Как бы то ни было, гипотеза о принципиальной двойственности росийской политической традиции, или, говоря словами Федотова, “новая национальная схема”, имеет одно преимущество перед Правящим стереотипом и вытекающей из него старой парадигмой русской истории: она объясняет всё, что для них необъяснимо. Например, открытие шестидесятников тотчас перестает казаться загадочным, едва согласимся мы с “новой схемой”. Точно так же, как и ликвидация Судебника 1550 года в ходе самодержавной революции. Еще важнее, что тотчас перестают казаться историческими аномалиями и либеральные конституционные движения, неизменно возрождавшиеся в России начиная с XVI века. Не менее, впрочем, существенно, что объясняет нам новая парадигма и грандиозные цивилизационные обвалы, преследующие Россию на протяжении столетий. Объясняет, другими словами, катастрофическую динамику русской истории. А стало быть, и повторяющуюся из века в век трагедию великого народа. С другой стороны, однако, несет она в себе и надежду. Оказывается, что так же, как и Германия, Россия не чужая “Европе гарантий”. И что в историческом споре право было все-таки пушкинское поколение.
ОТКУДА ДВОЙСТВЕННОСТЬ ТРАДИЦИИ?Так или иначе, доказательству жизнеспособности этой гипотезы и посвящена моя трилогия. Я вполне отдаю себе отчет в беспрецедентной сложности этой задачи. И понимаю, что первым шагом к её решению должен стать ответ на элементарный вопрос: откуда он, собственно, взялся в России, этот роковой симбиоз европеизма и патернализма. Пытаясь на него ответить, я буду опираться на знаменитую переписку Ивана Грозного с князем Андреем Курбским, одним из многих беглецов в Литву в разгаре самодержавной революции. И в еще большей степени на исследования самого надежного из знатоков русской политической традиции Василия Осиповича Ключевского.
До сих пор, говоря о европейском характере Киевско-Новгородской Руси, ссылался я главным образом на восприятие великокняжеского дома его европейскими соседями. В самом деле, стремление всех этих французских, норвежских или венгерских королей породниться с киевским князем говорит ведь не только о значительности роли, которую играла в тогдашней европейской политике Русь, но и о том, что в европейской семье считали её своей. Но что если средневековые короли ошибались? Пусть даже и приверженцы Правящего стереотипа готовы подтвердить их вердикт, это все равно не освобождает нас от необходимости его проверить. Тем более, что работа Ключевского вместе с перепиской дают нам такую возможность.

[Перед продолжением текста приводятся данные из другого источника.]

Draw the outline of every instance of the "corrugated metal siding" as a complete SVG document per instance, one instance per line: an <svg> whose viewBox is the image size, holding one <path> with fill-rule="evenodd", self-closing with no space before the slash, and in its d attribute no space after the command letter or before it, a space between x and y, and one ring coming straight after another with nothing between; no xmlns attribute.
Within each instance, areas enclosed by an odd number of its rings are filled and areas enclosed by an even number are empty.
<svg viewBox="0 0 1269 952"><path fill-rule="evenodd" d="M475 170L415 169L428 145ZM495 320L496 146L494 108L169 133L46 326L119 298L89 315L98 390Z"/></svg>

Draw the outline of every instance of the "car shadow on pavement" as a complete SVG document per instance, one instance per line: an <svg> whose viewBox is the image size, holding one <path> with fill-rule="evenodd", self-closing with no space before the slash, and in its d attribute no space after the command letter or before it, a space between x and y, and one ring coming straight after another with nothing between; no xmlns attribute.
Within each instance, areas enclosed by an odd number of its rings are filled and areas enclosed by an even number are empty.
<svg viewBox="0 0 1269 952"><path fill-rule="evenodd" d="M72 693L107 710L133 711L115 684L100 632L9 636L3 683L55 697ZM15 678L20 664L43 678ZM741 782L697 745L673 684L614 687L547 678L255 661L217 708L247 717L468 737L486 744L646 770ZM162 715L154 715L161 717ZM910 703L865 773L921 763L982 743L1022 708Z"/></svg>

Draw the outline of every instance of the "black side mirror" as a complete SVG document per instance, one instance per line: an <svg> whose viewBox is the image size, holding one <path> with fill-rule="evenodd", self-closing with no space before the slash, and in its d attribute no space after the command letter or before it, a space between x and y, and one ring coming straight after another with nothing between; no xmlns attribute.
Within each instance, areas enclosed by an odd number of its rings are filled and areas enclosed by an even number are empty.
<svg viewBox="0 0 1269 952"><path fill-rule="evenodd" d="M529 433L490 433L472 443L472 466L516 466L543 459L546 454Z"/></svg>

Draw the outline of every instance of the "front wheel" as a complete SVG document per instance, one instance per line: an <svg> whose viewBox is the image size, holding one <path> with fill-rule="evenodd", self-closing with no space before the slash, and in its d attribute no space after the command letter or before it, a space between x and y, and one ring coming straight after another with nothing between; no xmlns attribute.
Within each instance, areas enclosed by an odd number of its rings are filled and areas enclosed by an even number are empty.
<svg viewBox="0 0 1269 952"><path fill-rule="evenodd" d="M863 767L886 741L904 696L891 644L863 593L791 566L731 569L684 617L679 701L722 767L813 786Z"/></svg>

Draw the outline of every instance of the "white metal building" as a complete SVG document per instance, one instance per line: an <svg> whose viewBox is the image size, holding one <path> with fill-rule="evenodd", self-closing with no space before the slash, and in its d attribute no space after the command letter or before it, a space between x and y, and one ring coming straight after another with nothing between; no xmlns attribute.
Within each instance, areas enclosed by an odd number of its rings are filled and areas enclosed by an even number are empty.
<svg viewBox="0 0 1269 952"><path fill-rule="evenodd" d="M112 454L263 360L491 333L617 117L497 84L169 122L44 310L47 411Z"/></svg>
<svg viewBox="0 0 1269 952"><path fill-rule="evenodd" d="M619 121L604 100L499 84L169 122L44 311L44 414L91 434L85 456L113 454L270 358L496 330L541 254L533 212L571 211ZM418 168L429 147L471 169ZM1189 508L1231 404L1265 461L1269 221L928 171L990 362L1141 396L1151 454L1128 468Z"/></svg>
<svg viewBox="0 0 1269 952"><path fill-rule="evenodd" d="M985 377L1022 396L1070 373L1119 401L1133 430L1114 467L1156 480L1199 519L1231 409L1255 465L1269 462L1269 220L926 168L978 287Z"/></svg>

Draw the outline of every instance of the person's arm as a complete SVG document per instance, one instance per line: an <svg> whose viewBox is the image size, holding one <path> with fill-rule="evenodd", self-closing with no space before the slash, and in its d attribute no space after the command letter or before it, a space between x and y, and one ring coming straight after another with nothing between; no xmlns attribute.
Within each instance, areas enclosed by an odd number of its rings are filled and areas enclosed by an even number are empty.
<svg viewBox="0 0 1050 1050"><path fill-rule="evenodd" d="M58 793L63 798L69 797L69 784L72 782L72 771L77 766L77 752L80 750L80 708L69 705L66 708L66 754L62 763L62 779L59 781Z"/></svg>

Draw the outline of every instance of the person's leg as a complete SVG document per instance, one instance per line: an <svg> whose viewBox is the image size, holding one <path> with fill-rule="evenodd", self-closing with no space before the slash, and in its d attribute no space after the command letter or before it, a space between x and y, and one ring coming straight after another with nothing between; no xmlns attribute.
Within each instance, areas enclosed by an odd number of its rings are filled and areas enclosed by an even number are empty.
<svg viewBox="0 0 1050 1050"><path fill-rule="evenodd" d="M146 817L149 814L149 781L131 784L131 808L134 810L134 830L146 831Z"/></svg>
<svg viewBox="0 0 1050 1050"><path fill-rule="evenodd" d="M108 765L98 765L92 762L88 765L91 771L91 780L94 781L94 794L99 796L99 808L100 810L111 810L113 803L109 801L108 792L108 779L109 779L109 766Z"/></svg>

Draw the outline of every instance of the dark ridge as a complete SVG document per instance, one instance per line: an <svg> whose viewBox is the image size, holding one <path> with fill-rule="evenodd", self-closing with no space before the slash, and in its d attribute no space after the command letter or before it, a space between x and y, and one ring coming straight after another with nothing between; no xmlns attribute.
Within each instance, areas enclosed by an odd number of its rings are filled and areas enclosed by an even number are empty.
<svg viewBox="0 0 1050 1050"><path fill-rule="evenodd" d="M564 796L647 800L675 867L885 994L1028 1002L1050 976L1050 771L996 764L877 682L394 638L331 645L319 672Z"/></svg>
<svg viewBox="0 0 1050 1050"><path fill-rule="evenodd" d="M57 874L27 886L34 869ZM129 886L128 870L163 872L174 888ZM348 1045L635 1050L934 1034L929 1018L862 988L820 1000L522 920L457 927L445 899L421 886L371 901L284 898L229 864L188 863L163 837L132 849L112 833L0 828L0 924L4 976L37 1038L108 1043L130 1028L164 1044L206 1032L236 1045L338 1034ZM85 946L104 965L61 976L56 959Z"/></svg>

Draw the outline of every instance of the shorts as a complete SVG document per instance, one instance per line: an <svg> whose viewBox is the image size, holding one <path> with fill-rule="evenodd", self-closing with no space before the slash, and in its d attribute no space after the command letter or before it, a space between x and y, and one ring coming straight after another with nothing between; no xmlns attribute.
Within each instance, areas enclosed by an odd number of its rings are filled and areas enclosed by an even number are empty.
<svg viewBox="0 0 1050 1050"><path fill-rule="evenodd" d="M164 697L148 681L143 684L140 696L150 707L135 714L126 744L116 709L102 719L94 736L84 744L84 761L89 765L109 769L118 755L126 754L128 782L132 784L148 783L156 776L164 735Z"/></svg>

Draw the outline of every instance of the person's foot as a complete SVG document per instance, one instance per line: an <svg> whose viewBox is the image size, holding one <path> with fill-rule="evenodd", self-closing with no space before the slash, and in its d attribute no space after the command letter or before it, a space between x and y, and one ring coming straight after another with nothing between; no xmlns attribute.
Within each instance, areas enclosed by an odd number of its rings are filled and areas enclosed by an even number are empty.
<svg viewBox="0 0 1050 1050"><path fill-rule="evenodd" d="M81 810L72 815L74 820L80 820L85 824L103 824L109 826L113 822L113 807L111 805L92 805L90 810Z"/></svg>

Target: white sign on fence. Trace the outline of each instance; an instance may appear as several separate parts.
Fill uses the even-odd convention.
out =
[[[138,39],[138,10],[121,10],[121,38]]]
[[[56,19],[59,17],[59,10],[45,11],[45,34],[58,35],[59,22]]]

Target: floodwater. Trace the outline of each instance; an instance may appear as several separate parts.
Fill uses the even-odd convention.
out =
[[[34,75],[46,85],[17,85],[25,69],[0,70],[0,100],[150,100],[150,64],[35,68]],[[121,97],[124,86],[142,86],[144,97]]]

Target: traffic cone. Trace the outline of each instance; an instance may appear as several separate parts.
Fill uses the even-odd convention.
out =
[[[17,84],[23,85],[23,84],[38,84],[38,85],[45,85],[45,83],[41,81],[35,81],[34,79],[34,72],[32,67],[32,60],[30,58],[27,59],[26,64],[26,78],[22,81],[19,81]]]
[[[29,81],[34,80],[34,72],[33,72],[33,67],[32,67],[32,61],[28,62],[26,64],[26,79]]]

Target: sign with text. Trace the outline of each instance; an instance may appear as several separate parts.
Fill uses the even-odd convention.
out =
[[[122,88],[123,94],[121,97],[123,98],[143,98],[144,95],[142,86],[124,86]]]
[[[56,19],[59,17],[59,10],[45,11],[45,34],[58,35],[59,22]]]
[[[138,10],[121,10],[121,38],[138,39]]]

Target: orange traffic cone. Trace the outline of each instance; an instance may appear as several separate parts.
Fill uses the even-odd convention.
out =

Как следует из них, в Древней Руси существовали два совершенно различных отношения сеньора, князя-воителя (или, если хотите, государства) к подданным. Первым было его отношение к своим дворцовым служащим, упрявлявшим его вотчиной, к холопам и кабальным людям, пахавшим княжеский домен. И это было вполне патерналистское отношение господина к рабам. Не удивительно, что именно его так яростно отстаивал в своих посланиях Грозный. “Все рабы и рабы и никого больше, кроме рабов”, как описывал их суть Ключевский. Отсюда и берет начало самодержавная, холопская традиция России. В ней господствовало не право, но, как соглашался даже современный славянофильствующий интеллигент (Вадим Кожинов), произвол. (49) И о гарантиях от него здесь, естественно, не могло быть и речи. С.О. Шмидт назвал это первое отношение древнерусского государства к обществу “абсолютизмом, пропитанным азиатским варварством”. (50)
Но и второе было ничуть не менее древним. Я говорю о вполне европейском отношении того же князя-воителя к своим вольным дружинникам и боярам-советникам. Об отношении, как правило, договорном, во всяком случае нравственно обязательном и зафиксированном в нормах обычного права. Его-то как раз и отстаивал в своих письмах Курбский.
Отношение это уходило корнями в древний обычай “свободного отъезда” дружинников от князя, служивший им вполне определенной и сильной гарантией от княжеского произвола. Они просто “отъезжали” от сеньора, посмевшего обращаться с ними, как с холопами. В результате сеньоры с деспотическим характером элементарно не выживали в жестокой и перманентной междукняжеской войне. Лишившись бояр и дружинников, они тотчас теряли военную и, стало быть, политическую силу. Короче говоря, достоинство и независимость вольных дружинников имели под собою надежное, почище золотого, обеспечение – конкурентоспособность их государя.
Так выглядел исторический фундамент договорной, конституционной, если хотите, традиции России. Ибо что есть в конце концов конституция, если не договор правительства с обществом? И едва примем мы это во внимание, как тотчас перестанут нас удивлять и Конституция Салтыкова, и послепетровские “Кондиции”, и декабристские конституционные проекты, и все прочие – вплоть до Конституции ельцинской. Они просто не могли не появиться в России.